The answer is yes, but the correct choice depends on the language you're working with.

Some languages have built-in types that easily map to YAML's data model. JavaScript is a good example: when you load a YAML document using js-yaml you receive a tree of JavaScript objects and values which hasn't been validated against any schema. Your code must handle situations where the input data is not formed how you expect, and you can use a general purpose validator that operates on JavaScript objects directly.

In many cases a validator supports a reasonable subset of the YAML data model, which is fine when you know what to expect. JSON-Schema is one example: the JSON data model is very close to YAML, and it's commonly used to validate data read from YAML files. We might validate our country-list above with the following JSON-Schema:

$id: https://example.com/schema.json
$schema: https://json-schema.org/draft/2020-12/schema
type: object
properties:
  country-list:
    type: array
    items: { "type": "string" }

Other languages, such as C have no built-in way to represent YAML's model. A YAML library for a language like C must define its own types to represent the data, or use an alternative approach: the popular libyaml C library provides a low-level token-based API, which can be inconvenient to use. Some libraries improve on this by allowing developers to define a schema and data model in code. This has two benefits: library can validate the data before returning it to your app, and it can return it using types defined by you. Examples of this approach are libcyaml (for C), go-yaml (Go) and serde_yaml (Rust).

Libraries

So what's the safest and most convenient library to use for loading and validating YAML? Here are some recommendations grouped by language ecosystem.

C

Developed by Codethink engineer Michael Drake, libcyaml wraps the standard libyaml parser with a strongly-typed API for defining your data schema and loading it into structures defined by you.

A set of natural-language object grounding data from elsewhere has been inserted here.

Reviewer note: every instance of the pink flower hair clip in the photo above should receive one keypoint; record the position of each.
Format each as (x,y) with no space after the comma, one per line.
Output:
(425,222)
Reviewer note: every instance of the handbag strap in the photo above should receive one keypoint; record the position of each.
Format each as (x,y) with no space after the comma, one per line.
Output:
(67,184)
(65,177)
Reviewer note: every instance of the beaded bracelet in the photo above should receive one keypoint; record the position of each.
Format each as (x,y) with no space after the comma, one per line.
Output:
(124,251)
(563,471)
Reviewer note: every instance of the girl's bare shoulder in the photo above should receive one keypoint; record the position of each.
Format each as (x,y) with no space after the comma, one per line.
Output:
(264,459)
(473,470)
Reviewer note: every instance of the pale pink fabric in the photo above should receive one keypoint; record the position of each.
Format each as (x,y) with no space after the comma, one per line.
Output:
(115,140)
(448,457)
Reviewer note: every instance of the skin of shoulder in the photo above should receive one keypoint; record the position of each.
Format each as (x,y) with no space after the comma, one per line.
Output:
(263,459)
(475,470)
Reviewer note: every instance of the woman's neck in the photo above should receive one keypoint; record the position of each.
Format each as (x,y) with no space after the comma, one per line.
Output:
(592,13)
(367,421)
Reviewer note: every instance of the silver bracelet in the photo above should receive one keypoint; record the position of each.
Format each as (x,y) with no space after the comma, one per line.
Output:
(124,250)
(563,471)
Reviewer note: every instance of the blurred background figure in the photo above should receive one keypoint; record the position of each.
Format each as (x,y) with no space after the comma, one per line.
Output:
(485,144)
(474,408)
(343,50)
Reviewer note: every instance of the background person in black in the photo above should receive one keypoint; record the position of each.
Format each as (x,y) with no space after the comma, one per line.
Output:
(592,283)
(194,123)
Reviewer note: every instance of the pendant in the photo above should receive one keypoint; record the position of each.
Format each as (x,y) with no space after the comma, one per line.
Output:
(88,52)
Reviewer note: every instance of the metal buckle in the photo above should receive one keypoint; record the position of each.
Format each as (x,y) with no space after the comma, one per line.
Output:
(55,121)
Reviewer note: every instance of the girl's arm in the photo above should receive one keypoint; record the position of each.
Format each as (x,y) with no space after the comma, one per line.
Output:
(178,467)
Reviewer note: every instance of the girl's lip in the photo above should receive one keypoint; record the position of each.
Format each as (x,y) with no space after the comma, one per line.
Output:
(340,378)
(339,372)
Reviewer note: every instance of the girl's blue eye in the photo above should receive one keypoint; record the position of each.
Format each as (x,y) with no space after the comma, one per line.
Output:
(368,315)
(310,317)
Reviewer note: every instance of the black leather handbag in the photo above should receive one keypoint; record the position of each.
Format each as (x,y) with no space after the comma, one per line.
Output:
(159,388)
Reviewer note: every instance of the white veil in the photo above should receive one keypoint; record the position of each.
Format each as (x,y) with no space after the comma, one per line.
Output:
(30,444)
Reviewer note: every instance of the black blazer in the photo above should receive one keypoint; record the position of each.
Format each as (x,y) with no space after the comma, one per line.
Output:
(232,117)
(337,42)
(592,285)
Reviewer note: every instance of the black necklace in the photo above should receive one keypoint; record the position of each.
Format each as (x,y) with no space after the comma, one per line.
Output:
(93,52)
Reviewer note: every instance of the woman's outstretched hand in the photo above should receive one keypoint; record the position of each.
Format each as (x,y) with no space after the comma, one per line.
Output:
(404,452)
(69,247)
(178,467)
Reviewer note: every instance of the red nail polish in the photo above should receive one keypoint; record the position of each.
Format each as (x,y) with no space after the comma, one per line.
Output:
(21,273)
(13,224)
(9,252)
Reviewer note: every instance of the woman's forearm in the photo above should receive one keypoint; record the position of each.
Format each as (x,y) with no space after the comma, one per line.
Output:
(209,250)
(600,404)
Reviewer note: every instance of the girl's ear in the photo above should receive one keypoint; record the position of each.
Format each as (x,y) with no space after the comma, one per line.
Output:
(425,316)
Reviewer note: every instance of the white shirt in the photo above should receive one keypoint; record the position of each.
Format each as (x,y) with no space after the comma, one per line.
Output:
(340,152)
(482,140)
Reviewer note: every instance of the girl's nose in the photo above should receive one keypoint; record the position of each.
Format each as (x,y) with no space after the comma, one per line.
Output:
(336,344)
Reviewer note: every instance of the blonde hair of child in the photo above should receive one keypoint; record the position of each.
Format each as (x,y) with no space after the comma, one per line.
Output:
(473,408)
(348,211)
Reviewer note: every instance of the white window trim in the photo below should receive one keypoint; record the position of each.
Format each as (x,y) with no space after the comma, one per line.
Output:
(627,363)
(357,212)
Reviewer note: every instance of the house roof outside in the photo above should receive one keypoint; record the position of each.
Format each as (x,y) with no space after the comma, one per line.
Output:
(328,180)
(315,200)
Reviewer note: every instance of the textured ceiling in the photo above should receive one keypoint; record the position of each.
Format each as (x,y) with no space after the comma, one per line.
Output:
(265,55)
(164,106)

See the guide to find out more about how it works.

C++

There is no schema-driven YAML loader for C++ that we know of. Both yaml-cpp and rapidyaml return a tree of C++ objects, and it's up to you to validate and process the results.

There are several libraries that handle JSON-Schema for C++, but most are tied to specific JSON parser libraries and can't be extended to YAML. The exception is valijson, whose flexible adaptor-based API integrates with many JSON libraries and could be extended to cover YAML libraries too.

If you are using Boost and could represent your data using boost::PropertyTree, you could validate it using valijson already.

Go

Go libraries can see your program's type information at runtime using the powerful reflect module. The yaml package and the newer go-yaml both use this feature to make schema validation simple: you define the expected structure of the data using Go's built-in types, and the library will raise an error if anything in the file doesn't match.

JavaScript

The most popular JavaScript YAML loader is js-yaml. There are several other options too, and all of them return the data as JavaScript objects without validating that it's what you want.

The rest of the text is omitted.